1993年1月20日。この日、世界中に悲しいニュースが伝えられました。オードリーヘップバーン急逝。64才。まだまだ早い死でした。映画界に残した彼女の足跡は偉大でした。そして晩年はユニセフの親善大使として世界中を飛び回っていました。
 オードリー ヘップバーン。1929年5月4日、ベルギーの首都、ブリュッセルで生まれました。イギリス人の父、オランダ人の母を持つ。10才の時、両親が離婚し、母とともにオランダに移住しました。そして、第二次世界大戦にまきこまれ、ドイツ軍に叔父を殺されました。幼い彼女はレジスタンスの連絡役として活躍しました。戦後の1948年、ロンドンに移り、バレリーナを目指しバレーを習いはじめました。しかし、身長が高いオードリーにはなかなか役がまわって来ませんでした。1951年「Laughter in Paradise」で初めて映画出演、
「The Lavender Hill Mob」、「Young Waves’Tale」に脇役で出演します。

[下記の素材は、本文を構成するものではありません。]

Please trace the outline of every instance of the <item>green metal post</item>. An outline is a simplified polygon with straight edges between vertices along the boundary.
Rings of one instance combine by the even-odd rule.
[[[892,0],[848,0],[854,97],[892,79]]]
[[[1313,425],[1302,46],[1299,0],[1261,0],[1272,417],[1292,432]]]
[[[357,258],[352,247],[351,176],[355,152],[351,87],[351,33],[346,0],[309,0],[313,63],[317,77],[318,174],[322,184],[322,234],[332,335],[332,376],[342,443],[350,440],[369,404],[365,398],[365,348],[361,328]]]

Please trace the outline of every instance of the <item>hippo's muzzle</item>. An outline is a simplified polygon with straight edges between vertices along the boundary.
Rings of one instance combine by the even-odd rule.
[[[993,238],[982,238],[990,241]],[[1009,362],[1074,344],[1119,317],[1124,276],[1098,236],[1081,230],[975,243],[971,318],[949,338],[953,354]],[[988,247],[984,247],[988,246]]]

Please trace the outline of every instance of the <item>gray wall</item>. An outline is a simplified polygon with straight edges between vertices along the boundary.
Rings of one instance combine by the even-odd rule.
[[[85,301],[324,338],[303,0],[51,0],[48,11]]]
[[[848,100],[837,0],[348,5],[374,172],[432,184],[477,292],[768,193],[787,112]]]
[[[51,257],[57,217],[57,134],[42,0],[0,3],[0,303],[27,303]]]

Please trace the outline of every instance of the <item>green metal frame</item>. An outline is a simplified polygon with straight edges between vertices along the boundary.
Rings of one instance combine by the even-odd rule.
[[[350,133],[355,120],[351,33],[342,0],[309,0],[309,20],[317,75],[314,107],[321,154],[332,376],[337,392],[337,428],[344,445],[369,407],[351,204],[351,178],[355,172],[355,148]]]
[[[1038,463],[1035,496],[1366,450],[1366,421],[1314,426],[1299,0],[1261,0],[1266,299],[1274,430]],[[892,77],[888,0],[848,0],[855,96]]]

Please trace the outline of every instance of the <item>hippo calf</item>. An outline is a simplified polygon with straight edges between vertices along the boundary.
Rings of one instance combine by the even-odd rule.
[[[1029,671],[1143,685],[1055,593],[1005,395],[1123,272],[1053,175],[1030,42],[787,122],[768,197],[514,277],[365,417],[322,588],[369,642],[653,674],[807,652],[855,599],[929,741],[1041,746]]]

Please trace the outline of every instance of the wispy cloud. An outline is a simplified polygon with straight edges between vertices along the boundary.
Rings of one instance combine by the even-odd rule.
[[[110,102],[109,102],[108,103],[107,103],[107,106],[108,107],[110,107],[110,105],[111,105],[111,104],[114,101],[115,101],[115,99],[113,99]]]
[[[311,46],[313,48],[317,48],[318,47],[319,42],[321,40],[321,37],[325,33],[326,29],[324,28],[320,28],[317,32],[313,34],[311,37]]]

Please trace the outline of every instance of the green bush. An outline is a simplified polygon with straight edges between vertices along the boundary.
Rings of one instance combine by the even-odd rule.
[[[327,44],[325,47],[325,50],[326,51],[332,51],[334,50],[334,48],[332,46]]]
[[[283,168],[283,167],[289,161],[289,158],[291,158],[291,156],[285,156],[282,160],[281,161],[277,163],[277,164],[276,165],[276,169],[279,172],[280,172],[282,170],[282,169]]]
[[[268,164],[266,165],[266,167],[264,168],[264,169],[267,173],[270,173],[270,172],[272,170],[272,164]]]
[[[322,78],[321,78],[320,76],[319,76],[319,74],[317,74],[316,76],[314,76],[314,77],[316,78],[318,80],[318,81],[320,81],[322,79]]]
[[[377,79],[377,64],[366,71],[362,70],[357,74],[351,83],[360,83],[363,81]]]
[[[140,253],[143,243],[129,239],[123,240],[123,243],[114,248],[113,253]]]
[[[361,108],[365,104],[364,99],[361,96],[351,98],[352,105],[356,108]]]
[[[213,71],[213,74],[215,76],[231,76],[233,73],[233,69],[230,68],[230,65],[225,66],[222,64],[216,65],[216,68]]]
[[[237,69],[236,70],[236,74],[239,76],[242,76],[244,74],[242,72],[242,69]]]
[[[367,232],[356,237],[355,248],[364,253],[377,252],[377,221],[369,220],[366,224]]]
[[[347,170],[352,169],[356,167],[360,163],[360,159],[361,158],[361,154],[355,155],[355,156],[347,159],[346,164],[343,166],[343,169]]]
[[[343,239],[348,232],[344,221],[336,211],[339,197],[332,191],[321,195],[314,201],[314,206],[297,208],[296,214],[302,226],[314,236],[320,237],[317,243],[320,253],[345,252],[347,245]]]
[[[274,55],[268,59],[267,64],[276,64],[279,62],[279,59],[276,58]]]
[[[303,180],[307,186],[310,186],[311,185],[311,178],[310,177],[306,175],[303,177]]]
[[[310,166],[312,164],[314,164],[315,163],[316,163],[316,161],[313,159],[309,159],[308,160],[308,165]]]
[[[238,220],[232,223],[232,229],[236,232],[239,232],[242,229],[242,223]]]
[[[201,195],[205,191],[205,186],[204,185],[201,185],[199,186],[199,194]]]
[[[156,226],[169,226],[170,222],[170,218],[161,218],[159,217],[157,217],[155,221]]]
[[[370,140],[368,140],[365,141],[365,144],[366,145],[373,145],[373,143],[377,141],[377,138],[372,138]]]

Laughter in Paradise Young Wives' Tale

その後、ロンドンで「ローマの休日」のオーディションを受けたのですが、ウィリアムワイラーの眼鏡にはかないませんでした。その後、彼女はアメリカに渡り、「われらモンテカルロから」という映画のロケでモナコへ行きました。そこで彼女に運命の出会いがありました。それは、フランスの作家、ガブリエル・コレット女史との出会いです。彼女は一目でオードリーを気に入ってしまい、「ジジ」の主役に抜擢しました。その頃ニューヨークでは「ローマの休日」の主演にジーンシモンズが決定しかけていました。しかし彼女は初のシネマスコープ作品の「聖衣」の出演交渉を受けており、迷った挙げ句、「聖衣」を選びました。「ローマの休日」のアン王女役のキャスティングは振り出しに戻りました。ワイラー監督は迷いました。彼はオードリーのオーディションのビデオを見直しました。カメラはオーディションが終わったあとの生き生きとした彼女の姿を捉えていました。ワイラーは、アン王女役は、オードリーしかいないと確信しました。「ジジ」の公演が終わるまでの8ヶ月間、ワイラー監督は待っていました。そして「ローマの休日」での大成功で彼女は一躍大スターの仲間入りをしました。"Rome! By all means、Rome.I will cherish my visit here in memory、as long as I live"「ローマの休日」の名文句です。いつまでも心に残るシーンでした。


ローマの休日

第2作目は「麗しのサブリナ」でした。衣装を作るために、彼女はパリのジバンシーを訪ねるのですが、ジバンシーは「ヘップバーン」が来るというので、「キャサリンヘップバーン」が来ると思って楽しみにしていました。しかし、ドアをあけて入ってきたのは、オードリーでした。彼は失望しました。当時、一流女優として有名だったのは、キャサリンヘップバーンだったからです。しかし、彼の失望はすぐに驚きと喜びに変わりました。彼のデザインした服を、オードリーは完璧に着こなしていたのです。この、ジバンシーとの出会いがなかったら、オードリーもここまで輝かなかったかもしれません。ジバンシーなしでは彼女の映画は語れないと思います。それ程、ジバンシーの衣装はオードリーを引き立てました。この作品の中で彼女が着ていたトレアドルパンツにフラットシューズは大評判になり、サブリナルックとして日本でも大流行しました。